Bajo la polarización actual, que borra matices y parece solo admitir el blanco y el negro, la idea de nuestra tertulia ha sido siempre permitir, a través del diálogo y la diferencia, una paleta que abarque todas las gamas y colores. Algo fundamental para opinar con criterio y seriedad.
Hacer parte de estas conversaciones mensuales, en las que la presencia física es indispensable, me hace pensar en cómo las redes sociales permiten “opinadores” profesionales y anónimos que hablan de todo y de nada, sin un sustento claro. Es fácil ver mentiras que se vuelven verdades, y verdades que se hacen mentira al amparo de intereses personales o políticos, de odios privados que terminan por imponerse. Nos hemos vuelto mercenarios de la desinformación, sin que esté muy clara la génesis de ésta.

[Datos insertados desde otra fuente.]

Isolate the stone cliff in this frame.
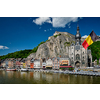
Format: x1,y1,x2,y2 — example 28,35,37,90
28,31,83,59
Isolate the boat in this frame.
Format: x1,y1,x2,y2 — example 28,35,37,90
6,68,16,71
21,68,28,71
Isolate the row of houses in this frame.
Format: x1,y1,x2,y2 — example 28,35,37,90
0,57,70,69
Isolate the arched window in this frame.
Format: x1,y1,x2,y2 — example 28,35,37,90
76,54,80,60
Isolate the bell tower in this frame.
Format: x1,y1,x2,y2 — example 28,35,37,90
75,26,81,45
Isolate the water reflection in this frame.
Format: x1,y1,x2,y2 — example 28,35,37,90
0,71,100,84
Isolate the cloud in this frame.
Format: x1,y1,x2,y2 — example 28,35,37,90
82,35,88,38
0,45,9,49
33,17,51,25
33,17,82,28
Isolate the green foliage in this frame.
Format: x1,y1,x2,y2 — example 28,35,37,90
88,41,100,62
64,42,71,47
0,41,45,59
54,33,61,38
0,50,32,59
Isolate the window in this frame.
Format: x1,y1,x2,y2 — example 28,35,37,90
71,61,74,65
76,54,80,60
82,60,85,65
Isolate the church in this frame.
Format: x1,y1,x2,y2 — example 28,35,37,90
69,26,92,67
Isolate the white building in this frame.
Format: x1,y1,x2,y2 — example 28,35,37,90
34,59,40,68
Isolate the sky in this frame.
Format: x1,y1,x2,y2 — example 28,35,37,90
0,17,100,56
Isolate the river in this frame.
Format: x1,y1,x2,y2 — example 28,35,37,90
0,71,100,84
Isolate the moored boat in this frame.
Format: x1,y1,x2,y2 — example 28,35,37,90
6,68,16,71
21,68,28,71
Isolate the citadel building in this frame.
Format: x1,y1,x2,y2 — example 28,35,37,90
67,26,92,67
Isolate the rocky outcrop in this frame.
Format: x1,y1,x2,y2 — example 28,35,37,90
28,31,85,59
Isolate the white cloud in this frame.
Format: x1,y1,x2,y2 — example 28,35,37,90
33,17,51,25
52,17,78,28
0,45,9,49
82,35,88,38
50,28,52,30
33,17,82,28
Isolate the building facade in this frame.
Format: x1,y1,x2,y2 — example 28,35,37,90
67,26,92,67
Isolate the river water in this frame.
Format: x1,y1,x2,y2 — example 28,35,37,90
0,71,100,84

La velocidad con que ocurren las miles de noticias en el mundo, y la forma en que pasan por nuestras redes cada segundo deberían hacernos reflexionar. La verdad no está en un tuit ni tampoco en una noticia de televisión. La verdad es múltiple e inabarcable, y surge de pegar miles de visiones, de subjetividades. Por eso, esa búsqueda de la verdad quizá solo implique que podemos acercarnos a ella, y apenas rozarla, porque nadie puede decir que es dueño de ella.
En nuestra última tertulia, alguien manifestó: “en mi sector yo siento que tengo liderazgo y mis opiniones son muy relevantes y atendidas. En nuestra tertulia mi intención es escuchar, porque he aprendido a entender que acá todos somos iguales desde nuestro desconocimiento de muchas realidades, por eso escucho, pienso y analizo antes de opinar”.

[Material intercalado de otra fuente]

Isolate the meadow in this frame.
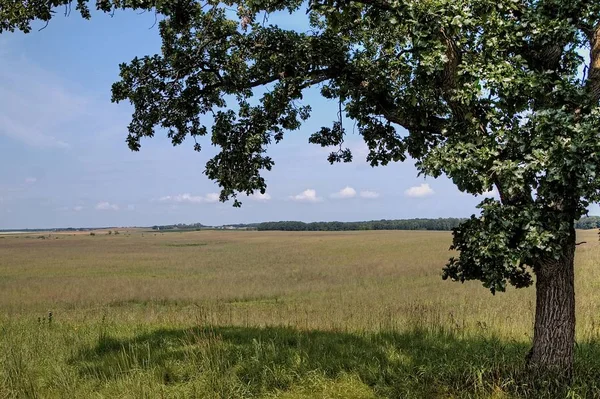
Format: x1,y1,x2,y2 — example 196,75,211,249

El mundo es sistémico, todo está conectado de alguna forma, por ello mi invitación es a que en nuestras sociedades existan más tertulias, cafés, espacios de conversación donde nos encontremos con otros que, ojalá no piensen igual, y a que posiblemente no cambien la totalidad de nuestros paradigmas. Pero aceptar otras visiones, estoy seguro de que estamos siempre un poco más cerca de alguna verdad. Cada vez que termina una tertulia agradezco a estos amigos asistentes porque al final de todo me enriquecen y me ayudan a entender el mundo de otra forma.